Last week saw the start of the Public Beta period for Let’s Encrypt and the start of a more secure internet for all. For free. The project has been in development for at least a year, was due in the summer and has just now finally been cleared for public usage. This is something of a game changing moment but not something the public is aware of. It means that any site that wants to have that little green padlock up in the location bar can now easily install one. And given that Google (and presumably other search engines) are starting to penalise sites that are not running over HTTPS, this will become a greater issue over time. I decided to try it out on a few domains…Before Let’s Encrypt, the two big stumbling blocks to setting up HTTPS have been, first, the cost and second the sheer difficulty of getting the things installed and working. Although the cost of a certificate varies widely depending on where you buy it, it still costs money. And installing the certificates, once you have them, requires some archaic commands being put in the configuration files of your web server. And this to be repeated every year.

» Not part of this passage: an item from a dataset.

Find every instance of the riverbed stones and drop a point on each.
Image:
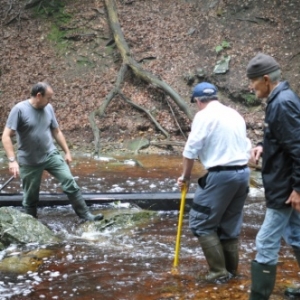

Let’s Encrypt changes all this by providing a set of scripts that will automate the installation of SSL certificates and providing those certificates for free. Although the scripts are currently focussed on Apache and NGINX servers, there will be more becoming available as the system moves through public beta. In theory, this makes it almost automatic and, although the certificates are only issued for 90 days, renewing them on a 60 or 90 day basis is straightforward.
Well, that’s the theory, how does it work in practise? I decided to start with my own server and domains. This is (or was) a standard Ubuntu 12.04 install with Apache 2.2.22. I did the installation by following the instructions on the Lets Encrypt website (clone the git repo basically) and then ran
$ ./letsencrypt-auto –apache -d gnomedia.com -d www.gnomedia.com
and… no luck. I get the message “No vhost exists with servername or alias of: gnomedia.com. No vhost was selected.“ To cut a long story short, there was nothing I could do to persuade Lets Encrypt to find the configuration files and believe them.
I had the idea that this was because it was an old version of Apache so I updated Apache (and PHP) to the latest versions. Something I’d been meaning to do anyway, this just gave me the push to do it. But still no luck, same error message.
What does work is to simply fetch the certificates and then install them by hand. I use this to fetch the certificates:
$ ./letsencrypt-auto –text –agree-tos –email firstname.lastname@example.org certonly –renew-by-default –webroot –webroot-path /home/domain/public_html/ -d domain.com -d www.domain.com
and then follow the usual Apache instructions to install them manually.
After the above experience I was a bit hesitant to go ahead and install on a production site, but after reading these instructions from cPanel themselves, I decided it can’t be too bad.
And following those instructions, it all went very smoothly. In fact it took about 20 minutes to have a domain setup and running with HTTPS
If you using –webroot and are getting a warning “Client lacks sufficient authorization” then try removing any .htaccess file in the way and running again (you can put the .htaccess back after a successful run).
If you find that you are ending up with certificates from “happy hacker fake” then it means you are getting test certificates from the staging server at Lets Encrypt. In my case it is because I had been playing around with a ‘cli.ini’ file and put that path there as a test. And forgot to remove it.